Sairandhari is a 1933 Indian film based on an episode from the Mahabharata and directed by V. Shantaram. The film was a bilingual made  as Sairandhari in both Marathi and Hindi. Produced by Prabhat Film Company, it has been cited as one of the 21 "most wanted missing Indian treasures" by P K. Nair, the National Film Archive of India founder. The music composer was Govindrao Tembe. The cast included Master Vinayak, Leela, Prabhavati, Shakuntala, G.R. Mane, Nimbalkar and Shankarrao Bhosle.

It is the first Indian colour film. The film was shot on Agfa B&W 35-mm negative. The release prints were made in Germany by Bipack colour printing process.

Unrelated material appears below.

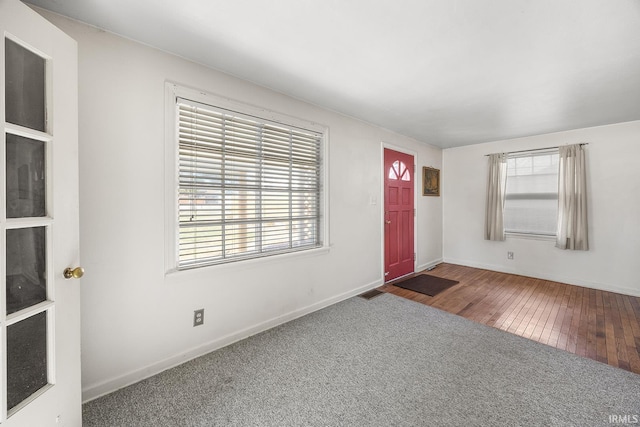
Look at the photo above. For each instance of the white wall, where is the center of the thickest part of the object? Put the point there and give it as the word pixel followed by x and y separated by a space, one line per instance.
pixel 612 263
pixel 136 320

The film revolved around an incident from the Mahabharata and told the story of Draupadi as Malini/Sairandhari (female servant), the  thirteenth identity she took in order to remain safe and hidden from the Kauravas.

Plot
The story is about the twelfth of the thirteen years of the Pandavas exile. Draupadi in her identity as Sairandhari (female servant) is acting as the maid-in-waiting to Queen Sudeshna. They are in King Virata's palace in Matsya. Kichaka, King Virata's brother-in-law and Sudeshna's brother is an arrogant man who believes that King Virat rules his kingdom because of him. He sees Sairandhari and orders his sister to send Sairandhari to his palace. When she reaches Keechak's palace Bhima who is disguised as the palace cook, arrives to save her and slays Kichaka.

Cast
 Master Vinayak as King Virat
 Leela as Sairandhari
 Mane
 Nimbalkar as Keechak
 Shakuntala
 Prabhavati
 Kulkarni
 Bhonsle
 Salunke

Production
Shantaram had been impressed by the "technical virtuosity" in films of Pabst, Lang, and Max Ophuls. Sairandhari was made in colour but for processing Shantaram took it to the UFA studios in Germany. However, the technique failed and the film was released as a Black-and-white production as the colours turned out to be too garish. The film was stated as the first Indian colour film, the processing was done in Germany. Even though a good reaction was expected for this colour film - the processing of the negatives was messed up by the lab in Germany causing the colours to be too garish. The audience rejected the film and it played for less than a week.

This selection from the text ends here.